A colaboração internacional é muito importante na opinião do especialista. “Os países em desenvolvimento não têm capacidade para implementar grandes pacotes de ajuda como os que estão sendo aprovados pelas nações mais ricas. E tampouco para se endividarem”, afirma Tapia. E precisarão de apoio. Até agora, diz, a maioria dos casos ocorreu em países desenvolvidos, mas nos últimos dias se observa “uma reviravolta” nesse sentido. “Um segundo semestre difícil nos espera”, avança. Embora, “por sorte”, os menos adiantados tenham sido rápidos em implementar políticas para deter o avanço do vírus, precisarão de ajuda para garantir a saúde e a educação de sua população”, explica.

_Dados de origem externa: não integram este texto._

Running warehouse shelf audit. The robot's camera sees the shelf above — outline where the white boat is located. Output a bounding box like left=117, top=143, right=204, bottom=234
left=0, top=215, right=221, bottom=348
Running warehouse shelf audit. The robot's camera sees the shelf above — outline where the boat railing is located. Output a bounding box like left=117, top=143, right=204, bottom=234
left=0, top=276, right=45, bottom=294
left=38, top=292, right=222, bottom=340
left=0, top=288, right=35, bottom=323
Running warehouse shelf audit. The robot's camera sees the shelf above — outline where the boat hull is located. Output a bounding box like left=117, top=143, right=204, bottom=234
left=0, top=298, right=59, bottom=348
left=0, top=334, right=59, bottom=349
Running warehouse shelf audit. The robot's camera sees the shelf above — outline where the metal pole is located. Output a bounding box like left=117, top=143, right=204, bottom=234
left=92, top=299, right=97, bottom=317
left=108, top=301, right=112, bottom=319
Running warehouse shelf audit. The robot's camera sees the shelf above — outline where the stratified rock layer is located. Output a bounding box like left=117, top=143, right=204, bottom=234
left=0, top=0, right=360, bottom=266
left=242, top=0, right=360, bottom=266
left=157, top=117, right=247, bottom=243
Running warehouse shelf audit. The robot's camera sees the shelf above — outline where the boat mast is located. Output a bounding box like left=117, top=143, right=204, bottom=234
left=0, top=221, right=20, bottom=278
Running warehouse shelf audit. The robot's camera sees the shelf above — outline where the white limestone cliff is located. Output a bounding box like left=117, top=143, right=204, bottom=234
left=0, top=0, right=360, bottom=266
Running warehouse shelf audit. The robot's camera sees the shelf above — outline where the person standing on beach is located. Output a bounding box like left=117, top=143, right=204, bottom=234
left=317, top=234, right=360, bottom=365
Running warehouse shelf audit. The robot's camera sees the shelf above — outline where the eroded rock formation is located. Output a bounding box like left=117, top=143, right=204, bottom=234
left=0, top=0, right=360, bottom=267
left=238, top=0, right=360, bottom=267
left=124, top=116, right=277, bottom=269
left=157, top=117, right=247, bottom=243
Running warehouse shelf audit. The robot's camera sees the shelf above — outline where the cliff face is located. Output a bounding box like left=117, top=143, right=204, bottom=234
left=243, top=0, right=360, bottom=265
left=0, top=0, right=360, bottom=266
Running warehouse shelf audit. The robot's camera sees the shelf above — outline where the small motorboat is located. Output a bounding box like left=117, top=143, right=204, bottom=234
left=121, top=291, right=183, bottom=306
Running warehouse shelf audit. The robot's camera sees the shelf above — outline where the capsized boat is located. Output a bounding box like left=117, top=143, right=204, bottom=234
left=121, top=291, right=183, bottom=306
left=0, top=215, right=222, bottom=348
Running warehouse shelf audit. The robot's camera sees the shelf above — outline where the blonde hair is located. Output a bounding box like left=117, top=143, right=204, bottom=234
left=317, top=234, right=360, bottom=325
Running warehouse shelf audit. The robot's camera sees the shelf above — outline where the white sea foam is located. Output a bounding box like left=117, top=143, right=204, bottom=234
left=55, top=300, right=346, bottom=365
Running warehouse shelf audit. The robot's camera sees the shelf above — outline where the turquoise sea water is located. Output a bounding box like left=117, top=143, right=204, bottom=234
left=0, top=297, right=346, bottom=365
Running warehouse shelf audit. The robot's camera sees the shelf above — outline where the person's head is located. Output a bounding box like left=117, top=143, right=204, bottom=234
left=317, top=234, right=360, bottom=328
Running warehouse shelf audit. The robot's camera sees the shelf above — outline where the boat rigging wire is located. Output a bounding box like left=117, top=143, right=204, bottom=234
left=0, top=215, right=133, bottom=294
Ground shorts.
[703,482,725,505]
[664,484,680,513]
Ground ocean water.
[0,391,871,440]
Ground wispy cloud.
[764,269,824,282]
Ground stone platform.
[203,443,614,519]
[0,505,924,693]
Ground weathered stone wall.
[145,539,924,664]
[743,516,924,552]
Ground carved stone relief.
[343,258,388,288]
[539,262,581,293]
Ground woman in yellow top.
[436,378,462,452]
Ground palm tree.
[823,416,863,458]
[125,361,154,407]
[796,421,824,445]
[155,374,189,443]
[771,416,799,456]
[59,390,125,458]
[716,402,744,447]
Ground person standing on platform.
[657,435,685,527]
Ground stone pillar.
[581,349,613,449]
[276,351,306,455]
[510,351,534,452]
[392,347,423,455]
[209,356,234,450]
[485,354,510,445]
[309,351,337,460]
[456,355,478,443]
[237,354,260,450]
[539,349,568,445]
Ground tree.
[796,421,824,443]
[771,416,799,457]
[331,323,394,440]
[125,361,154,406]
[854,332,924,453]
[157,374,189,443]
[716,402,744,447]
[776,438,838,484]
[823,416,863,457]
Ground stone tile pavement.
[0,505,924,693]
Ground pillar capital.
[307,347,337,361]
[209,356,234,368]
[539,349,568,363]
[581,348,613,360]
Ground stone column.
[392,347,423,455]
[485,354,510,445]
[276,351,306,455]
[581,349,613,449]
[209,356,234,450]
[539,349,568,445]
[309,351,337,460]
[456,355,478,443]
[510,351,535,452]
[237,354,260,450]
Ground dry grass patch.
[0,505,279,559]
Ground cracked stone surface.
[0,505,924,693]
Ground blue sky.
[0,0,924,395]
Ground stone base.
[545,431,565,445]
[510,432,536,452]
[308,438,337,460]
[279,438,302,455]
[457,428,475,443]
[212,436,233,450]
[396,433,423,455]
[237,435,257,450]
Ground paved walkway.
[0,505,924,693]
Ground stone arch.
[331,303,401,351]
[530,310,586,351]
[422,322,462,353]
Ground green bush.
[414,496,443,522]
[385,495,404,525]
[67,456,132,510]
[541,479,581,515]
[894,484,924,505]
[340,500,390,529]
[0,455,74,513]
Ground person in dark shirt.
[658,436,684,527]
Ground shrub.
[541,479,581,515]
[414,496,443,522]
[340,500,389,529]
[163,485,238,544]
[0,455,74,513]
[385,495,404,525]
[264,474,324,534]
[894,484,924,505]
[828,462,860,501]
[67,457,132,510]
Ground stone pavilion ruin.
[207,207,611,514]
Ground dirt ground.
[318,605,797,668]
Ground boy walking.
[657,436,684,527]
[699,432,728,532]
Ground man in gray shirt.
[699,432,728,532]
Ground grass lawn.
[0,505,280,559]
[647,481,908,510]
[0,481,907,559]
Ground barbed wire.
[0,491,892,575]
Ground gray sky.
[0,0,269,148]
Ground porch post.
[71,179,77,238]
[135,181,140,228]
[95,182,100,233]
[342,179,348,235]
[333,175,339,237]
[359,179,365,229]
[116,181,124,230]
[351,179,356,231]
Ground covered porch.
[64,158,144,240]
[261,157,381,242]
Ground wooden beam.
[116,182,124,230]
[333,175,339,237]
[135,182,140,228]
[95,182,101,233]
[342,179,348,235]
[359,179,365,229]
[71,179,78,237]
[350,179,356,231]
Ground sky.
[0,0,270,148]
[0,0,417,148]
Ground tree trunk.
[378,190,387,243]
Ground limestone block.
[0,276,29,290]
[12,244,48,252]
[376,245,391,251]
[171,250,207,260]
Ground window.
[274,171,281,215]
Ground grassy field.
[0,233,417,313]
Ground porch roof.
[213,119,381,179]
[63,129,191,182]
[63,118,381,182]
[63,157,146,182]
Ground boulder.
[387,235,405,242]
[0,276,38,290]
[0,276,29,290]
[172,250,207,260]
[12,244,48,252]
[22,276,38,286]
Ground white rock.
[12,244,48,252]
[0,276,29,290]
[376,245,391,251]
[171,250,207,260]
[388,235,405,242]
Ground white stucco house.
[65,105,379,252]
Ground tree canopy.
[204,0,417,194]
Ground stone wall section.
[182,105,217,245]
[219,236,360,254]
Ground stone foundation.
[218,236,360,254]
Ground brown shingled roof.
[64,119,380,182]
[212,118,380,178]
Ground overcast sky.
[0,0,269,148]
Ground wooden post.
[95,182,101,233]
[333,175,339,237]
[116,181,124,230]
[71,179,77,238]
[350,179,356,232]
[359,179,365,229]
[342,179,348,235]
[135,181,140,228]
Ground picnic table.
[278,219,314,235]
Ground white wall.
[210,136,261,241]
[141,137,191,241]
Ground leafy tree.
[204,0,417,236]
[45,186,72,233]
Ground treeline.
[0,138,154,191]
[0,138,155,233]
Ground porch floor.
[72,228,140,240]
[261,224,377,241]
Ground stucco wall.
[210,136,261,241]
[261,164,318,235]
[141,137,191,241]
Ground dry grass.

Uma mensagem que o próprio secretário-geral da ONU, Antonio Guterres, reiterou nesta quarta-feira, com o olhar voltado para a África, que concentra a maior parte dos países com baixo Índice de Desenvolvimento Humano. “A pandemia ameaça o progresso da África. Agravará as antigas desigualdades e aumentará a fome, a desnutrição e a vulnerabilidade às doenças”, disse em um comunicado. Por esse motivo pediu “solidariedade” com o continente, onde o novo coronavírus já ceifou quase 3.000 vidas até o momento e mais de 95.000 casos confirmados foram relatados. Menos do que se temia, mas poderiam aumentar rapidamente, alertou Guterres.

“Os países africanos também deveriam ter acesso rápido, equitativo e fácil a qualquer vacina e tratamento, que devem ser considerados bens públicos mundiais”, destacou Guterres em sua declaração. O Programa das Nações Unidas para o Desenvolvimento aponta para outros apoios em seu estudo. Assim, para a instituição, uma medida fundamental para que o retrocesso do mundo não seja o que é mostrado pelos números é fechar o fosso digital.

O PNUD calcula que fechar o fosso digital nos países de renda baixa e média custaria apenas 1% dos pacotes extraordinários de medidas fiscais ―oito trilhões de dólares― de apoio aprovados até agora em todo o mundo em resposta à covid-19. “Nós não lançamos recomendações fixas para cada país, mas esperamos que haja ênfase na modernização do mundo”, observa Tapia. “É possível sair dessa crise ajudando as pessoas agora e tornando-as mais bem preparadas para o futuro”. Isso será necessário porque as tensões que existiam antes que tudo fosse suspenso pela pandemia, os protestos contra a desigualdade e as mudanças climáticas, voltarão. “E talvez mais fortes.”